Currently there are two Rat Mitigation Zones in Manhattan: Chinatown, and most recently Harlem, after Adams added $3.5 million to the budget. 

But the program is not yet in Midtown. 

Many of the buildings in Hell’s Kitchen haven’t been inspected in the last six months, according to NYC Open Data’s Rat Map. For Mohammad Adam, who works at a bodega at the corner of West 48th Street and 9th Avenue, more inspection means a cleaner Midtown. “This is the best way,” he said. 

Last year’s appointment of the city’s first-ever Director of Rodent Mitigation, Kathleen Corradi, magnifies the public’s intensifying concern over rats. Reports from NYC Open Data also showed there were twice the amount of 311 complaints reported from March 2022 to September 2022 compared to the same six-month period in 2020. This year, that number has only fallen slightly, from 74 complaints to 67. 

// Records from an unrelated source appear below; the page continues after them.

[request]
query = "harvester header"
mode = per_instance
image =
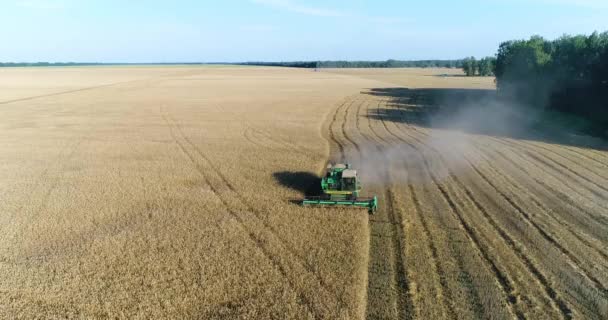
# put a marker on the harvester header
(340, 187)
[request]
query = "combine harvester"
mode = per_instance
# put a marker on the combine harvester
(341, 187)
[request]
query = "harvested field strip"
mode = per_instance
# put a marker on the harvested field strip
(442, 290)
(542, 177)
(566, 312)
(597, 284)
(405, 307)
(384, 299)
(598, 172)
(482, 153)
(498, 175)
(286, 260)
(440, 286)
(545, 234)
(585, 154)
(551, 163)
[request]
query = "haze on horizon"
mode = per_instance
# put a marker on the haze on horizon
(280, 30)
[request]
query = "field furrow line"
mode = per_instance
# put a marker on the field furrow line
(548, 164)
(526, 144)
(566, 312)
(443, 289)
(564, 196)
(545, 234)
(586, 156)
(546, 211)
(344, 131)
(574, 260)
(405, 305)
(332, 134)
(576, 263)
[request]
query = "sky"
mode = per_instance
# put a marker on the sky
(280, 30)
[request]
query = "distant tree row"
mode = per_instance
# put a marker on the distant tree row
(76, 64)
(569, 74)
(484, 67)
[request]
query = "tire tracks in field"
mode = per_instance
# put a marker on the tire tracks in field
(315, 304)
(574, 261)
(582, 154)
(546, 235)
(443, 288)
(535, 225)
(561, 305)
(563, 196)
(528, 144)
(547, 211)
(502, 278)
(405, 305)
(399, 279)
(332, 134)
(547, 162)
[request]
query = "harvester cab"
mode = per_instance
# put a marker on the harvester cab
(340, 187)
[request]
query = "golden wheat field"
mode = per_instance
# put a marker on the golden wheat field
(164, 192)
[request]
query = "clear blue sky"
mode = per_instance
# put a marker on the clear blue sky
(280, 30)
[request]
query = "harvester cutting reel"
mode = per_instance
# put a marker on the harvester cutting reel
(340, 187)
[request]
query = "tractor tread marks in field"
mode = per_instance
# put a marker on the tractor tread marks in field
(550, 291)
(404, 304)
(501, 277)
(400, 273)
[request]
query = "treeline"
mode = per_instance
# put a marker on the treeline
(484, 67)
(47, 64)
(569, 74)
(364, 64)
(81, 64)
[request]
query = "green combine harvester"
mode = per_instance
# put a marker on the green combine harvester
(341, 187)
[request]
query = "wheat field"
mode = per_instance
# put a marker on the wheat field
(164, 192)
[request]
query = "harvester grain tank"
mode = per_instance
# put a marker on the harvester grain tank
(341, 187)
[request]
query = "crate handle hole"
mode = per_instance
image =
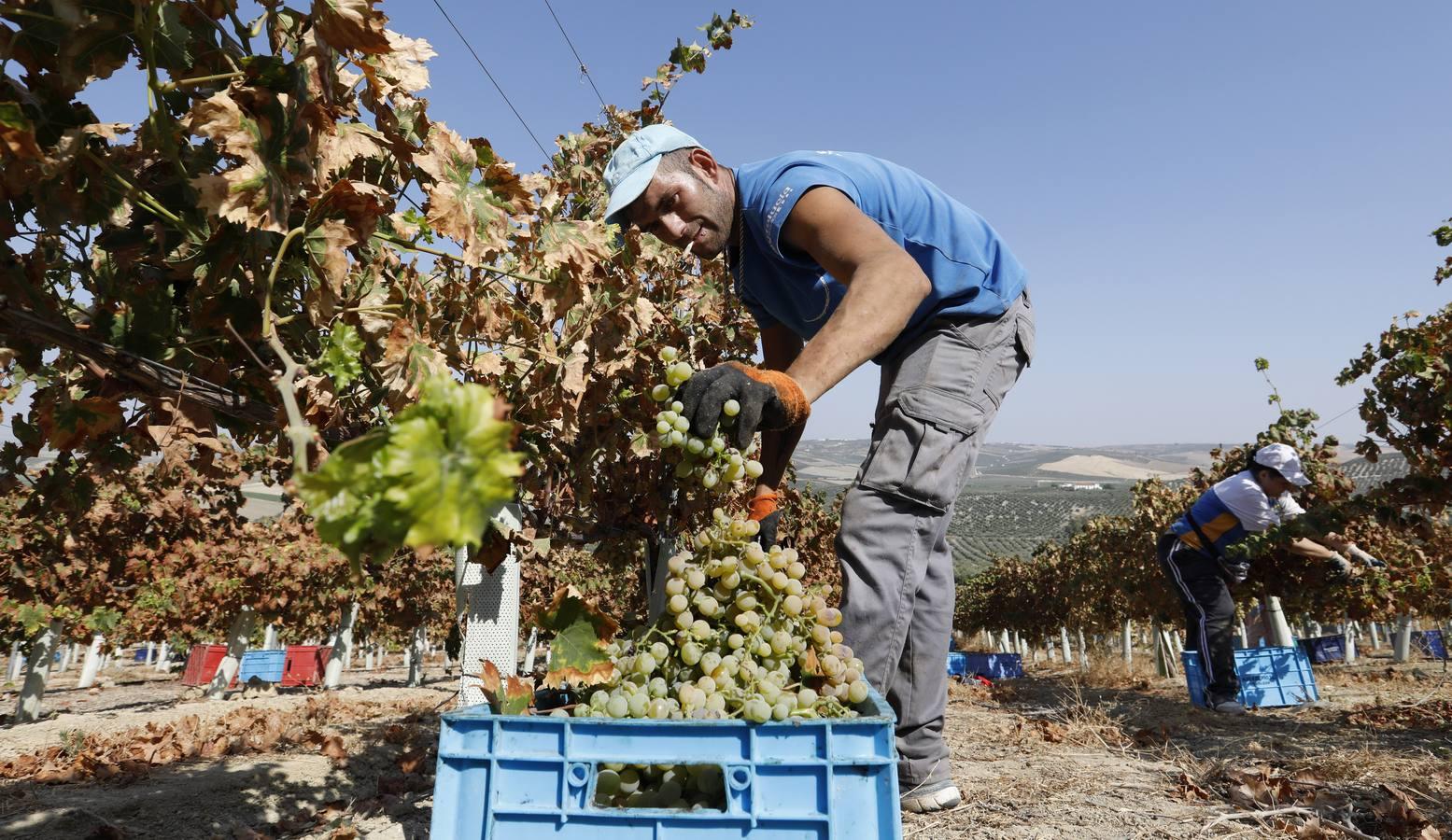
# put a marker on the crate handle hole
(740, 777)
(578, 775)
(661, 787)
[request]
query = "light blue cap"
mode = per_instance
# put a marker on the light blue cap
(635, 161)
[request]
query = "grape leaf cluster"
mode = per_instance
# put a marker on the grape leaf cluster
(434, 476)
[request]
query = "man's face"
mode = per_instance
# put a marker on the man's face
(685, 208)
(1274, 483)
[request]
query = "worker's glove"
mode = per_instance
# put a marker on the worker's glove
(1365, 559)
(768, 399)
(766, 511)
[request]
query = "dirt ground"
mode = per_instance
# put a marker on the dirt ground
(1060, 753)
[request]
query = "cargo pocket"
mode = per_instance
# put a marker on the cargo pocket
(925, 449)
(1025, 338)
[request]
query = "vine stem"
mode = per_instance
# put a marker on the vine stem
(148, 201)
(177, 83)
(298, 429)
(457, 259)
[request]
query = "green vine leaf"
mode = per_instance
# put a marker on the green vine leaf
(340, 356)
(581, 635)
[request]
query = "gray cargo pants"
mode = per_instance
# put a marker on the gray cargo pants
(934, 407)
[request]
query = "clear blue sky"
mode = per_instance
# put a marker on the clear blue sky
(1190, 186)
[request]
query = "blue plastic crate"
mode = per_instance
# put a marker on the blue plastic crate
(264, 665)
(1324, 649)
(989, 665)
(1431, 643)
(513, 777)
(1269, 677)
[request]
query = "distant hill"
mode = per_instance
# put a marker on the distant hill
(1027, 494)
(834, 463)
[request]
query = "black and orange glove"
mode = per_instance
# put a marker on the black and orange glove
(766, 511)
(768, 399)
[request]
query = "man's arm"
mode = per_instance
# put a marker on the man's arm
(883, 287)
(779, 347)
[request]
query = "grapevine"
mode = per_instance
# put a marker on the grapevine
(709, 460)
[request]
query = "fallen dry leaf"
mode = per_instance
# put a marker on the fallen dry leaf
(332, 748)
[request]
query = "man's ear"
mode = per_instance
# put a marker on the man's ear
(703, 162)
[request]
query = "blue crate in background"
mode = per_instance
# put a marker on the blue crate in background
(1269, 677)
(264, 665)
(512, 777)
(989, 665)
(1431, 643)
(1324, 649)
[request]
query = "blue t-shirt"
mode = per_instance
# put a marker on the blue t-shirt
(972, 270)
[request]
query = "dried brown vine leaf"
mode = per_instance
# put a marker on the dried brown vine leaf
(352, 25)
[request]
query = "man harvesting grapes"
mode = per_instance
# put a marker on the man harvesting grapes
(845, 259)
(1193, 557)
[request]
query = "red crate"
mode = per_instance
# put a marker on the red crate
(303, 664)
(202, 664)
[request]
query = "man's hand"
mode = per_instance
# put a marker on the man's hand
(764, 511)
(768, 399)
(1365, 559)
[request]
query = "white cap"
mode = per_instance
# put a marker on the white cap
(633, 164)
(1284, 460)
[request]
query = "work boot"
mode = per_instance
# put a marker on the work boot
(931, 797)
(1226, 706)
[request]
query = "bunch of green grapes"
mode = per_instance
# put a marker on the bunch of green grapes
(711, 460)
(740, 637)
(683, 787)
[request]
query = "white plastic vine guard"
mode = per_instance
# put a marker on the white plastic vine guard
(491, 612)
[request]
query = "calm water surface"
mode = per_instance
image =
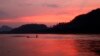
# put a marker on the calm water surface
(49, 45)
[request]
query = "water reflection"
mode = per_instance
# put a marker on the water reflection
(48, 47)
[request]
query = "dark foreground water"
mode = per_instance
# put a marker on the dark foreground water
(49, 45)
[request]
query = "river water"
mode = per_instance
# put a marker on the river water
(49, 45)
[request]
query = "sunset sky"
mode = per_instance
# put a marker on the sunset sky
(18, 12)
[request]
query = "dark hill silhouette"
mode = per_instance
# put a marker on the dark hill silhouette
(30, 28)
(85, 23)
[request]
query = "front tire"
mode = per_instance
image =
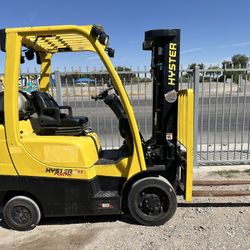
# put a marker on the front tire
(152, 201)
(21, 213)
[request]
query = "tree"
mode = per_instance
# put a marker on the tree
(240, 61)
(214, 72)
(193, 65)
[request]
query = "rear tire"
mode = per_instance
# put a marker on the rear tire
(21, 213)
(152, 201)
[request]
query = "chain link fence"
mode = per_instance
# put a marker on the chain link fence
(222, 124)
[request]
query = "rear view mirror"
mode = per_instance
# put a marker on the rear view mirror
(111, 52)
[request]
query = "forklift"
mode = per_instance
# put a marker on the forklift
(52, 164)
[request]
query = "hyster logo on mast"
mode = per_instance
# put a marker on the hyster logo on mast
(172, 63)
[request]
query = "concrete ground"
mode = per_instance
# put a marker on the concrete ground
(206, 223)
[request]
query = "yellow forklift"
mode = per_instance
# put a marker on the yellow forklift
(51, 164)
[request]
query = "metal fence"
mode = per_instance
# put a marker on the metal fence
(222, 109)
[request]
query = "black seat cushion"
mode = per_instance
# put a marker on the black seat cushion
(51, 118)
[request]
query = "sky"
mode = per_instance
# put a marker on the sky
(211, 31)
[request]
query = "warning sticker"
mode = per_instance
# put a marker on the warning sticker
(169, 136)
(171, 96)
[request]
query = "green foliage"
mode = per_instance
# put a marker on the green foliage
(238, 61)
(192, 66)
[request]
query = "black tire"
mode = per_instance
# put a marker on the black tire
(21, 213)
(152, 201)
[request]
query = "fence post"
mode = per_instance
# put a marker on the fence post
(58, 87)
(196, 74)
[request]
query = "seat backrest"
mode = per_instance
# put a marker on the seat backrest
(23, 108)
(43, 100)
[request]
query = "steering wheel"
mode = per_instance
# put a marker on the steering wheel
(102, 95)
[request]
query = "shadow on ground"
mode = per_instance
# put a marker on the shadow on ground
(79, 220)
(214, 204)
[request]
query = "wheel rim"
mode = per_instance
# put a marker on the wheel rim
(152, 202)
(21, 215)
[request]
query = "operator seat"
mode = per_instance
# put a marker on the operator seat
(51, 121)
(23, 110)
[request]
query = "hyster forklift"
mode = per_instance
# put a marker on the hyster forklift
(52, 164)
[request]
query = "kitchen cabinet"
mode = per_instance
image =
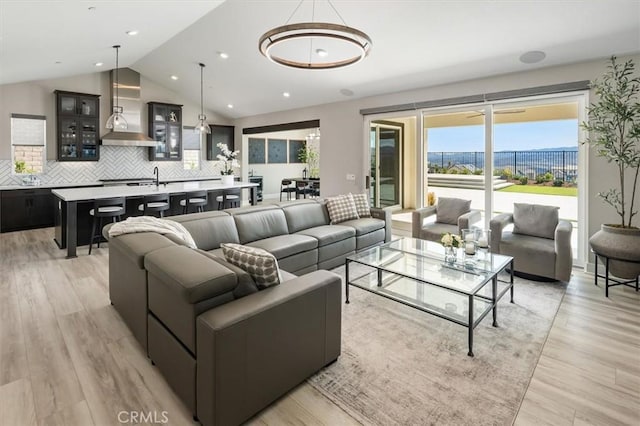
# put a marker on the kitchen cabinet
(219, 134)
(26, 209)
(165, 127)
(78, 127)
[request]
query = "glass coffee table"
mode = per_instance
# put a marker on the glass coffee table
(414, 272)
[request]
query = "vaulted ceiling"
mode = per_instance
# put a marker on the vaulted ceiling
(415, 43)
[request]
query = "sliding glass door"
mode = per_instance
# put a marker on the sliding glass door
(386, 166)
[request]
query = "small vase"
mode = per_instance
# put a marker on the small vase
(227, 179)
(450, 255)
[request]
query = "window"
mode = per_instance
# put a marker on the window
(28, 147)
(191, 143)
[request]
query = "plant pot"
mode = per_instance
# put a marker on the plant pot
(620, 244)
(227, 179)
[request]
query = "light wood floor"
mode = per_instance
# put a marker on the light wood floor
(66, 358)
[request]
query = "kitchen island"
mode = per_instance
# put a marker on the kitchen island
(73, 204)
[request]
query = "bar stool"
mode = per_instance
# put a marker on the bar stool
(155, 203)
(231, 199)
(197, 199)
(285, 187)
(303, 189)
(107, 207)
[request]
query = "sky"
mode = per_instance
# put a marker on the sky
(506, 137)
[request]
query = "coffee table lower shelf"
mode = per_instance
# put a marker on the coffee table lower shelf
(467, 310)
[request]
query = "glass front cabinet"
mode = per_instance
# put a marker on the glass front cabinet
(77, 119)
(165, 127)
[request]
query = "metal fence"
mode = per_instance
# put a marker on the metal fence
(562, 165)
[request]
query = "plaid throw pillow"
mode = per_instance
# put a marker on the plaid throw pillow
(341, 208)
(362, 205)
(259, 263)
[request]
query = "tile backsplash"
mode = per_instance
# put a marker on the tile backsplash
(116, 162)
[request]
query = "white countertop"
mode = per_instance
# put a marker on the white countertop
(86, 194)
(48, 185)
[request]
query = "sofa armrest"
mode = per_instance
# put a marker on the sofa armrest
(253, 350)
(385, 215)
(497, 224)
(417, 219)
(564, 254)
(466, 220)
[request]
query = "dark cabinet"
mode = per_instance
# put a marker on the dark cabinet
(26, 209)
(219, 134)
(78, 126)
(165, 127)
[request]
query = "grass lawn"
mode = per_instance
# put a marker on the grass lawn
(546, 190)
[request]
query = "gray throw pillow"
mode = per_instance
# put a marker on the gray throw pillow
(535, 220)
(259, 263)
(449, 210)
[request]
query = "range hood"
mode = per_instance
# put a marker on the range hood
(129, 100)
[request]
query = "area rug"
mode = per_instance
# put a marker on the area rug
(400, 366)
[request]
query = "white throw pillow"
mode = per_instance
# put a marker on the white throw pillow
(362, 205)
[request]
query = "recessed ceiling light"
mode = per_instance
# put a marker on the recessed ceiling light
(532, 57)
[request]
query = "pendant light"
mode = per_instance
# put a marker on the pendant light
(202, 126)
(282, 44)
(116, 120)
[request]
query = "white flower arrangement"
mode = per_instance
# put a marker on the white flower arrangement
(451, 240)
(229, 158)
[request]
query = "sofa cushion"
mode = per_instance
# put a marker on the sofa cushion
(260, 264)
(259, 224)
(365, 225)
(535, 220)
(329, 234)
(191, 274)
(304, 215)
(286, 245)
(449, 210)
(341, 208)
(362, 204)
(210, 232)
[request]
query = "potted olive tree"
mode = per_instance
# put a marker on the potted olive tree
(614, 132)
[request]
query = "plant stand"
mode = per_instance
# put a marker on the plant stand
(633, 283)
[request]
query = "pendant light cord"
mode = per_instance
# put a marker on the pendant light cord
(117, 47)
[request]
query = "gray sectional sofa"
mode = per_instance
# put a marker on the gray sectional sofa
(227, 349)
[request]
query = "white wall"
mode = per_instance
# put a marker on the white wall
(344, 151)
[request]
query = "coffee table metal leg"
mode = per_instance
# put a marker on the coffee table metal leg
(470, 353)
(511, 281)
(346, 281)
(494, 292)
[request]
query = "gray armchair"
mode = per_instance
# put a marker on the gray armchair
(452, 215)
(539, 243)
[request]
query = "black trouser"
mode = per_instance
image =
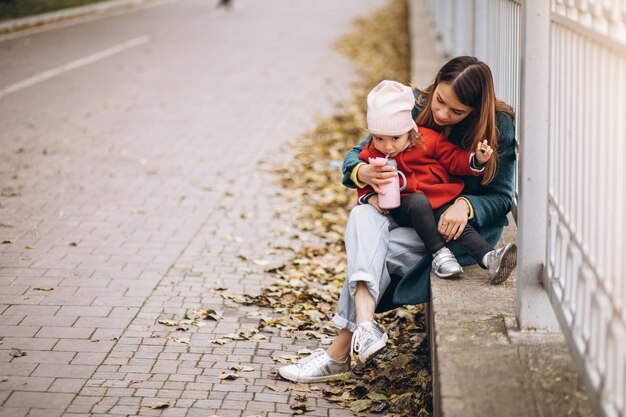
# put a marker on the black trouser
(415, 211)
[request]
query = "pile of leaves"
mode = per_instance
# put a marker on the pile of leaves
(307, 287)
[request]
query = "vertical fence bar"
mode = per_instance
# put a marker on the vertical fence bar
(533, 307)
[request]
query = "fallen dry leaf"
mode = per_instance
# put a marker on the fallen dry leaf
(16, 353)
(159, 404)
(278, 388)
(228, 376)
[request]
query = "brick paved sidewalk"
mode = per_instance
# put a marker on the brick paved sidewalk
(123, 202)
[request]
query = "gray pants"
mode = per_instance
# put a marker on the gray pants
(377, 248)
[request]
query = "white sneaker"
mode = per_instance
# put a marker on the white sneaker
(445, 264)
(368, 340)
(501, 262)
(317, 367)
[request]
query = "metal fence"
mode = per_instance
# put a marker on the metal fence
(562, 65)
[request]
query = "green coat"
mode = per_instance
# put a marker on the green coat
(491, 204)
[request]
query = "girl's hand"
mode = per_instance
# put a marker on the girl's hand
(452, 222)
(483, 152)
(375, 176)
(373, 200)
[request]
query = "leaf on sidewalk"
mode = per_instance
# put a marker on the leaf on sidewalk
(228, 376)
(182, 340)
(240, 368)
(159, 404)
(278, 388)
(16, 353)
(360, 405)
(170, 323)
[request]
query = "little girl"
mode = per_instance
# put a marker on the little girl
(428, 160)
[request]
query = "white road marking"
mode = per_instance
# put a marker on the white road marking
(81, 62)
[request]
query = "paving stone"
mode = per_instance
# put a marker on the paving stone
(143, 252)
(39, 400)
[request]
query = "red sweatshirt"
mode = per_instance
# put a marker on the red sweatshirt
(428, 167)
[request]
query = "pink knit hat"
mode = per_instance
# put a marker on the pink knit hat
(389, 107)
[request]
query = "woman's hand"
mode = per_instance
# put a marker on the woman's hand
(374, 175)
(373, 200)
(452, 222)
(483, 152)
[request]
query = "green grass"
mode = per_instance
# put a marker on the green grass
(13, 9)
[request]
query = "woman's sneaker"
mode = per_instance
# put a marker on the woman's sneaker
(445, 264)
(501, 262)
(368, 340)
(317, 367)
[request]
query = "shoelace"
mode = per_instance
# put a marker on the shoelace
(312, 361)
(355, 344)
(443, 258)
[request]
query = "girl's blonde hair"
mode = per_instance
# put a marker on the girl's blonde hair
(472, 82)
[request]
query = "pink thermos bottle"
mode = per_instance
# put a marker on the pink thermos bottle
(390, 193)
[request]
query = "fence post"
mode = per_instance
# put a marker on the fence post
(534, 310)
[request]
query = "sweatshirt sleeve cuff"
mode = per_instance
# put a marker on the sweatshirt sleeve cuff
(353, 176)
(476, 166)
(471, 215)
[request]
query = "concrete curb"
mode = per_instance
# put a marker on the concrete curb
(30, 22)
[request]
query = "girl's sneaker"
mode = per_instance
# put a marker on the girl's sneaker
(368, 340)
(501, 262)
(317, 367)
(445, 264)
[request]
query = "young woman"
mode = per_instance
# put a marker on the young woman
(461, 104)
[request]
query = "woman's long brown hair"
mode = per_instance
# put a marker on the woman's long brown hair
(472, 82)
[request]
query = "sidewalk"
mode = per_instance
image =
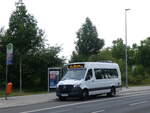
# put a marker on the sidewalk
(33, 99)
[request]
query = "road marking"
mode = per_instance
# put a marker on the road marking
(137, 103)
(98, 111)
(80, 103)
(61, 111)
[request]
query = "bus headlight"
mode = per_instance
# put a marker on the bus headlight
(76, 85)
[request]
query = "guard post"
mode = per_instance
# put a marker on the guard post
(54, 75)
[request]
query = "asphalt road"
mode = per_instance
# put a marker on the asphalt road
(130, 103)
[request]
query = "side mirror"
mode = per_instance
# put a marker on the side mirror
(87, 78)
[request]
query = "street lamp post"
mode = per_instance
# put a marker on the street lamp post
(126, 55)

A city hall official, who spoke on condition of anonymity because he wasn’t authorized to speak to the press, said in an email that the designated zones are reviewed annually, and that their expansion into other neighborhoods, such as Midtown, “depends on several factors including resource availability.” The official added that while Hell’s Kitchen isn’t a Rat Mitigation Zone, it is one of the Department of Health’s Annual Indexing Zones, meaning that buildings in the neighborhood are inspected once a year. Councilmember Bottcher did not respond to request for comment. 

In the meantime, Midtown business owners do what they can to keep their properties clean and rat-free. 

Robert Melo, owner of Frisson Espresso, a café on West 47th Street, said that even with more rules around trash collection some people don’t follow them. He believes the rat situation would improve if Hell’s Kitchen residents and visitors treated the streets like they “want to be part of something,” said Melo. “Fix the problem. Don’t make a bigger problem.”